This article clarifies when the Attempt bypass of factor event is recorded in the Okta System Log. The event appears when users attempt to enroll in Multi-Factor Authentication (MFA) via the Settings page after the user session expires.
The following event is recorded in the Okta System Log:
Display Message: Attempt bypass of factor
Event Type: user.mfa.attempt_bypass
Outcome Result: SUCCESS
debugContext.debugData.url: /user/settings/factors/setup?factorType=<type>
LegacyEventType: core.user_auth.mfa_bypass_attempted
- System Log
- Multi-Factor Authentication (MFA)
The issue occurs due to the timing of the MFA enrollment attempt in correlation with the session expiration.
The event can be monitored in the Okta System Log under the requestUri. Use the following query to search for this event:
eventType eq "user.mfa.attempt_bypass" and debugContext.debugData.requestUri eq "/user/settings/factors/setup"

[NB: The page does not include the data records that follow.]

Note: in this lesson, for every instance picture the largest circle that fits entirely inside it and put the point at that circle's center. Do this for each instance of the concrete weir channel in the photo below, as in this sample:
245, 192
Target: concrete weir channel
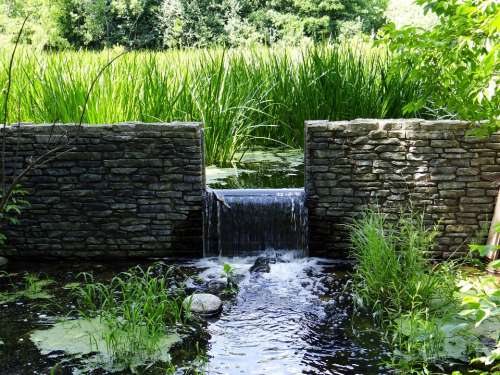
239, 222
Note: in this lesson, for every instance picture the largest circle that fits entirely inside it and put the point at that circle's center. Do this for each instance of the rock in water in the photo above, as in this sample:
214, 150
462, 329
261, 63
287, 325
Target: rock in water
216, 286
204, 304
261, 265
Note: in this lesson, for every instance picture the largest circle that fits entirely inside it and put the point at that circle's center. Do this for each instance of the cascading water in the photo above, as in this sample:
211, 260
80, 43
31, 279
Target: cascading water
240, 222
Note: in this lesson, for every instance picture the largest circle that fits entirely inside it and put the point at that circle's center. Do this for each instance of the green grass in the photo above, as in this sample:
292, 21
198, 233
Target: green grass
395, 281
138, 308
244, 96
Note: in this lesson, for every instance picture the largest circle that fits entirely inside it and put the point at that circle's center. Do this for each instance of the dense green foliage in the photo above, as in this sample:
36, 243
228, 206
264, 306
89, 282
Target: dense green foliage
456, 62
244, 97
182, 23
431, 314
138, 307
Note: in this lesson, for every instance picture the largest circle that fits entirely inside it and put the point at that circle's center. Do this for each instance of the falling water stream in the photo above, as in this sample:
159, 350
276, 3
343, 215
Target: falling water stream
248, 221
291, 316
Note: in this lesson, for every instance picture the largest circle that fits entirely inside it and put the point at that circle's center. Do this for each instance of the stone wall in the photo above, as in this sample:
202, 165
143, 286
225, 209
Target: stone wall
453, 178
121, 190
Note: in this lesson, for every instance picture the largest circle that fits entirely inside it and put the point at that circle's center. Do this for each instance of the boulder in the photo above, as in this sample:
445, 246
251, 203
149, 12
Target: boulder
204, 304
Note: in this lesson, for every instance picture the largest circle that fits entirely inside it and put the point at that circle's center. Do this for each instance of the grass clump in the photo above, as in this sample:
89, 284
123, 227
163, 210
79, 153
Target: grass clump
395, 281
139, 309
245, 97
433, 315
393, 273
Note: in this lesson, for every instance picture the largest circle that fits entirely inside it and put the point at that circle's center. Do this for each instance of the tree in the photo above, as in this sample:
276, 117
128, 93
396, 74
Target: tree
456, 62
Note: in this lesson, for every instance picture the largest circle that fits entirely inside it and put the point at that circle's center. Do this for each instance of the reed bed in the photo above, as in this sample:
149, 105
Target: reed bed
245, 97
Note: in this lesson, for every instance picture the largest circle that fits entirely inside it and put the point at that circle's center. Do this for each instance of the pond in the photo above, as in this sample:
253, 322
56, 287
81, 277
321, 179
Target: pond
294, 319
271, 168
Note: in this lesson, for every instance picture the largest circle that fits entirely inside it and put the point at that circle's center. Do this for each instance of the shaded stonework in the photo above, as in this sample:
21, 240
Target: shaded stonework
122, 190
433, 164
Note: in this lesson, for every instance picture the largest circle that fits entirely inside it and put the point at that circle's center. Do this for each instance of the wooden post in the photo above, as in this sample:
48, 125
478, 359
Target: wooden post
494, 235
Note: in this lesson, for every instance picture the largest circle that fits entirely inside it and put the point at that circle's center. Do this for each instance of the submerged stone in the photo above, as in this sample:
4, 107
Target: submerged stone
217, 285
261, 265
203, 304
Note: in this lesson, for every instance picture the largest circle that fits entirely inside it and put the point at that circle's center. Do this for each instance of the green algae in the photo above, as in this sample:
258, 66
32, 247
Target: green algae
86, 340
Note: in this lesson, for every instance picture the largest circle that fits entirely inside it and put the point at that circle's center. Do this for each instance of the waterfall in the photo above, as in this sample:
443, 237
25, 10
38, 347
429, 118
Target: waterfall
240, 222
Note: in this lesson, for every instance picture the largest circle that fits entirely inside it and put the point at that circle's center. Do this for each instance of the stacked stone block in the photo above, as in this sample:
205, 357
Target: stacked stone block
119, 190
431, 165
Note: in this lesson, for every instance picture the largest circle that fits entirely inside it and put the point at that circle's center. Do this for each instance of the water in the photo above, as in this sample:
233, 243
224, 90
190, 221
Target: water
296, 319
293, 320
272, 168
247, 221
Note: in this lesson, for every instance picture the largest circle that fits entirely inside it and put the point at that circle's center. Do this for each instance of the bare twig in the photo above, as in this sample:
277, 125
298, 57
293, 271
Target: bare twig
6, 103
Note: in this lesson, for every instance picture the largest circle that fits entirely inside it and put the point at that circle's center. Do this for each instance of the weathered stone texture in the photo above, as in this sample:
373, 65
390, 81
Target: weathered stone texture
450, 176
128, 189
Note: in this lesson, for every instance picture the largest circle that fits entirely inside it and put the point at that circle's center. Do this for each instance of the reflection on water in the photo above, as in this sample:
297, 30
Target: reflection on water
293, 320
260, 169
288, 321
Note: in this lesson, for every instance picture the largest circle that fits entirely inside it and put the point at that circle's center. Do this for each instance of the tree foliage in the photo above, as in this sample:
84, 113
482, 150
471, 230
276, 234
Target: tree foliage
181, 23
456, 62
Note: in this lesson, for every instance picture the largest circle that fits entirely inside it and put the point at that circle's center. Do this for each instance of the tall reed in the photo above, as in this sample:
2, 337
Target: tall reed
245, 97
137, 307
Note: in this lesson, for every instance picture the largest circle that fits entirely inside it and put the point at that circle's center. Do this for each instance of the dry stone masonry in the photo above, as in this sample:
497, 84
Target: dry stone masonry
432, 164
122, 190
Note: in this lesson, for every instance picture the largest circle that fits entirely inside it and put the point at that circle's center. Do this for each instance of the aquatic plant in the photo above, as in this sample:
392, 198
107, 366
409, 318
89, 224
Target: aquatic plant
245, 97
231, 284
138, 308
393, 272
415, 302
395, 281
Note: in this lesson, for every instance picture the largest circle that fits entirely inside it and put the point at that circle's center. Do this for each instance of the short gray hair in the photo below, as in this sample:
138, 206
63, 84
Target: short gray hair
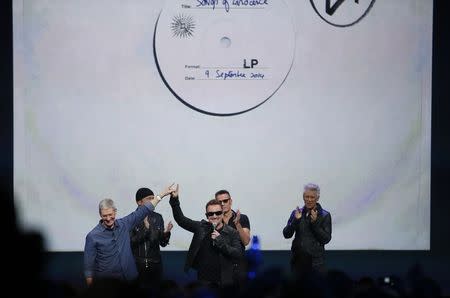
313, 187
106, 204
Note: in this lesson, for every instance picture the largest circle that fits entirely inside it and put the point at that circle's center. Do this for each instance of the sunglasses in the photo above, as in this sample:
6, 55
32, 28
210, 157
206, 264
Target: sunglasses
217, 213
224, 201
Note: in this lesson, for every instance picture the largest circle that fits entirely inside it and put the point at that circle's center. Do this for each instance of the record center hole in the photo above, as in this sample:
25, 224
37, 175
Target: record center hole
225, 42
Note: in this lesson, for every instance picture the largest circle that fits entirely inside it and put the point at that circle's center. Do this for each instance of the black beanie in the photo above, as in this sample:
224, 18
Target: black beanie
142, 193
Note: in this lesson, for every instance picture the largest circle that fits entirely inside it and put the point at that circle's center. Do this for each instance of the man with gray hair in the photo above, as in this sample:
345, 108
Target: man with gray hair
312, 227
107, 251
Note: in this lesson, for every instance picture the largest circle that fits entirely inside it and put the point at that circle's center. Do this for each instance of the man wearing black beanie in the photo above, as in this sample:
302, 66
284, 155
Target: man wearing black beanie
146, 239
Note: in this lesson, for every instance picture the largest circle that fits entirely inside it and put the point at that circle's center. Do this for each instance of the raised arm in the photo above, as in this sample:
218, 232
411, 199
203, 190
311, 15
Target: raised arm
292, 223
243, 227
322, 229
183, 221
90, 254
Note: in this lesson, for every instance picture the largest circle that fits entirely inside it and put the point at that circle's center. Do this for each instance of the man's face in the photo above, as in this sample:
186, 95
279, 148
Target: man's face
226, 201
145, 200
108, 217
310, 198
214, 213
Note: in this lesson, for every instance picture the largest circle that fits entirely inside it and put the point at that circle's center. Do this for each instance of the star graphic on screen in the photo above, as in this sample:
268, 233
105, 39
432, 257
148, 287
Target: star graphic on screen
183, 26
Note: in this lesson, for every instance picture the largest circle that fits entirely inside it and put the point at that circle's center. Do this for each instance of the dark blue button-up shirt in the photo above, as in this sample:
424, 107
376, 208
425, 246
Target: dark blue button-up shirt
107, 252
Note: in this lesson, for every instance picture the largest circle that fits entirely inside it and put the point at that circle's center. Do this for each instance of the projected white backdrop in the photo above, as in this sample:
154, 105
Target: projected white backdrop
93, 118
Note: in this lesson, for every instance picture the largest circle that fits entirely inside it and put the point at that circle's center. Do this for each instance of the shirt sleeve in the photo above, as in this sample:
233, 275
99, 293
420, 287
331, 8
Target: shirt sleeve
90, 254
245, 222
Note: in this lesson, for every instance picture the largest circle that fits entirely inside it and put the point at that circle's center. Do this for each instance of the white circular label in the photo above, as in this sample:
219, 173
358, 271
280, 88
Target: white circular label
224, 57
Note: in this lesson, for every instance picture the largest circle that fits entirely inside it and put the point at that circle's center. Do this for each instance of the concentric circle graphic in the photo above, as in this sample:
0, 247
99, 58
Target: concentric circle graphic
224, 59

To observe the event, follow these steps:
-
Navigate to the Settings page after attempting to authenticate with an MFA authenticator to create the session.
-
Wait for 15 minutes before attempting to enroll in another MFA authenticator.
-
Ensure the window remains open and inactive without interaction on the Okta Dashboard Settings page.
-
Attempt to enroll in MFA. After 15 minutes, the enrollment attempt results in an error message, which triggers the event.
-
Observe the attempted factor in the System Logs under the Uri, such as
/user/settings/factors/setup?factorType=<type>.